Namun, digitalisasi sekolah tidak berhenti pada penyediaan perangkat. Sekolah juga membutuhkan sistem yang membantu guru dan siswa memanfaatkan teknologi tersebut dalam kegiatan belajar sehari-hari. Di sinilah LMS sekolah memiliki peran penting.

Baca Juga: Telkom Dorong Pendidikan Digital Lewat Pijar Sekolah

Apa Itu LMS Sekolah?

Secara sederhana, LMS sekolah adalah sistem digital untuk mengelola proses pembelajaran, mulai dari penyampaian materi hingga tugas dan evaluasi. Konsep LMS sendiri sudah digunakan dalam ekosistem pendidikan Indonesia.

Kementerian Pendidikan Dasar dan Menengah, misalnya, menggunakan LMS Ruang GTK untuk mendukung program pendidikan, pembelajaran, dan pelatihan bagi guru.

Dalam konteks sekolah, LMS dapat menjadi ruang digital yang menghubungkan guru dan siswa dalam proses pembelajaran. Guru dapat menyediakan materi, memberikan tugas, mengatur evaluasi, dan memantau hasil belajar.

Sementara itu, siswa dapat mengakses bahan ajar, mengerjakan tugas, dan mengikuti asesmen melalui sistem yang disediakan sekolah. Dengan demikian, LMS bukan sekadar tempat menyimpan materi. Jika digunakan dengan tepat, sistem ini dapat menjadi bagian dari alur pembelajaran yang lebih terstruktur.

Mengapa LMS Sekolah Semakin Dibutuhkan?

Perubahan teknologi membuat pola belajar tidak lagi sepenuhnya bergantung pada buku fisik dan aktivitas di dalam kelas. Pemerintah sendiri terus memperluas digitalisasi pembelajaran.

Pada November 2025, Kementerian Pendidikan Dasar dan Menengah (Kemendikdasmen) melaporkan lebih dari 173 ribu sekolah telah menerima dan memanfaatkan Interactive Flat Panel dalam Program Digitalisasi Pembelajaran.
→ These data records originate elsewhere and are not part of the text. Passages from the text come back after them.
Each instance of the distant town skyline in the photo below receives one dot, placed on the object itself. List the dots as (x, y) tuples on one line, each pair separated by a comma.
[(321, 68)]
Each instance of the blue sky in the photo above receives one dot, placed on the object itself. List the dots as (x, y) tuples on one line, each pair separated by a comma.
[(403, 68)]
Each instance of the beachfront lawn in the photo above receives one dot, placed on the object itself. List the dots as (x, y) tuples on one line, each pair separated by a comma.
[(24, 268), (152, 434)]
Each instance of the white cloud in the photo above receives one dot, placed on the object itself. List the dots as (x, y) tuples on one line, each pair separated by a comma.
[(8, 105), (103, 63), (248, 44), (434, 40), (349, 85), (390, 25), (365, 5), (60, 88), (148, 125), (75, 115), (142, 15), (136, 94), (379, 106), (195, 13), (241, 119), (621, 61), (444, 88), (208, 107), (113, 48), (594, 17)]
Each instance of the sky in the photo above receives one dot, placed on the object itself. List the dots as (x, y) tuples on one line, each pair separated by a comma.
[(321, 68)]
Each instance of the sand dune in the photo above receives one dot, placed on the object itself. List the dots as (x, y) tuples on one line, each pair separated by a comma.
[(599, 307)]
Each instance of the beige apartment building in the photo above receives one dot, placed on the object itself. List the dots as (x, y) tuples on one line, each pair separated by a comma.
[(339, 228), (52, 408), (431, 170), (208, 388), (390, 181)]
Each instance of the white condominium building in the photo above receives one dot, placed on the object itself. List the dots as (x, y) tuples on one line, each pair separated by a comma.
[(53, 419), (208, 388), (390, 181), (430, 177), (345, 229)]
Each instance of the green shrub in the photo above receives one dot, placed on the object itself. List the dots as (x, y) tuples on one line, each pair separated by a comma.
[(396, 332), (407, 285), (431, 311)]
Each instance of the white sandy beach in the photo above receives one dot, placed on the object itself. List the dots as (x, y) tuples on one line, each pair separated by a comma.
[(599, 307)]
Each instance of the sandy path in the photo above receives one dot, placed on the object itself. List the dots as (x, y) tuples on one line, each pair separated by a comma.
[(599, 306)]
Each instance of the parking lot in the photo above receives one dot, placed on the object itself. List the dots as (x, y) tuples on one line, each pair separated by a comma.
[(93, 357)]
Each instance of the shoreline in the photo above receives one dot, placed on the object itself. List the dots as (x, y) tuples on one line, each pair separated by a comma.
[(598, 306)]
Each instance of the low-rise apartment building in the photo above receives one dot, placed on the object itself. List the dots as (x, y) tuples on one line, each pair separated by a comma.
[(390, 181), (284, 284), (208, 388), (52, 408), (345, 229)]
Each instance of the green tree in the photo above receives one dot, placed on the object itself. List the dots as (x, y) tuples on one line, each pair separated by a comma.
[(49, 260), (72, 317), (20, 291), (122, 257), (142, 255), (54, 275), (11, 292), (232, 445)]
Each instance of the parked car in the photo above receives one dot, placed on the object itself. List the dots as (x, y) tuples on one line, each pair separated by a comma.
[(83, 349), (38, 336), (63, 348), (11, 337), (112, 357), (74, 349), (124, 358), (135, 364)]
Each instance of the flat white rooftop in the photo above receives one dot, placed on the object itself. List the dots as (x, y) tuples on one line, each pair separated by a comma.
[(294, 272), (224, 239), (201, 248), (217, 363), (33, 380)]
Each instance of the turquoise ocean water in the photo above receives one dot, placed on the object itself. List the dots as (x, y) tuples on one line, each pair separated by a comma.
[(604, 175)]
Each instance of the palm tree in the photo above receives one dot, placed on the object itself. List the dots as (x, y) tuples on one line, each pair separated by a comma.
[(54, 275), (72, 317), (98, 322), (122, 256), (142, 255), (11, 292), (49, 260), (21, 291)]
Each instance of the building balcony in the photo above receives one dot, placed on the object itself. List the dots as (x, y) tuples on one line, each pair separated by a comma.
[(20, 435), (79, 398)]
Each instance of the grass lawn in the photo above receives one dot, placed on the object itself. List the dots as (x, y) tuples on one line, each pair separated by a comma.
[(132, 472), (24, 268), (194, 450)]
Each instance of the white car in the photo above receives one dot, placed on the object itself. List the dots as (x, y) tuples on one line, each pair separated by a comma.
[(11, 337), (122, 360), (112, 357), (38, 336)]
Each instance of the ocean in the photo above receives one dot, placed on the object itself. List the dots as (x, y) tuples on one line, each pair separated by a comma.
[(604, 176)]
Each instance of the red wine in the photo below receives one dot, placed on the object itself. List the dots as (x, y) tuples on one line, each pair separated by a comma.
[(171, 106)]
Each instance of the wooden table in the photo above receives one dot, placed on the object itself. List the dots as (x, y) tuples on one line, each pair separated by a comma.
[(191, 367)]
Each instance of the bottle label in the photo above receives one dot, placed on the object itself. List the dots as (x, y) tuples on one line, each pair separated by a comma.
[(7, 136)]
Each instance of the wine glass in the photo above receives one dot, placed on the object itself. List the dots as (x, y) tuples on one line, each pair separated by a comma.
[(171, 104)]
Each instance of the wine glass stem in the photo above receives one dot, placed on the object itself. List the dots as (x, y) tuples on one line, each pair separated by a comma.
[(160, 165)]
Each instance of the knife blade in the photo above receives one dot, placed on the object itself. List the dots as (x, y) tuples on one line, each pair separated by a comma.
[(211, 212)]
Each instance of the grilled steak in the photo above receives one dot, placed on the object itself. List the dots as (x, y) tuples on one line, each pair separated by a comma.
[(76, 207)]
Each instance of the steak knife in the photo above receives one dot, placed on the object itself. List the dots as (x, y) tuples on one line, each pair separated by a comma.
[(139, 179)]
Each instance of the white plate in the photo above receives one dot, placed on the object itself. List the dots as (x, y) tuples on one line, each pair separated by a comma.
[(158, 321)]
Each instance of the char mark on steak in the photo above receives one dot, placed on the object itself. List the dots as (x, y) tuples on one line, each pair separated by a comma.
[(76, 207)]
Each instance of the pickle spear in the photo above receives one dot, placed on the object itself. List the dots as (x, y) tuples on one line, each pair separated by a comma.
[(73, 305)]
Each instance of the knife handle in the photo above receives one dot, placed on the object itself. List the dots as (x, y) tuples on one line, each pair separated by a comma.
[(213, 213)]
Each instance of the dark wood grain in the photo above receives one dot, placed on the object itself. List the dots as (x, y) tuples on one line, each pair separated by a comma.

Perangkat tersebut dapat membantu menciptakan pembelajaran yang lebih interaktif. Namun, perangkat di ruang kelas akan lebih optimal jika didukung ekosistem digital yang memungkinkan materi, tugas, asesmen, dan data pembelajaran dikelola secara berkelanjutan.

Mengurangi Pekerjaan Administratif yang Berulang

Guru tidak hanya mengajar. Ada materi yang harus disiapkan, tugas yang perlu diberikan dan dinilai, ujian yang harus dijadwalkan, serta hasil belajar yang perlu dicatat. LMS sekolah membantu memindahkan sebagian proses tersebut ke sistem digital sehingga aktivitas pembelajaran dapat dikelola secara lebih terstruktur.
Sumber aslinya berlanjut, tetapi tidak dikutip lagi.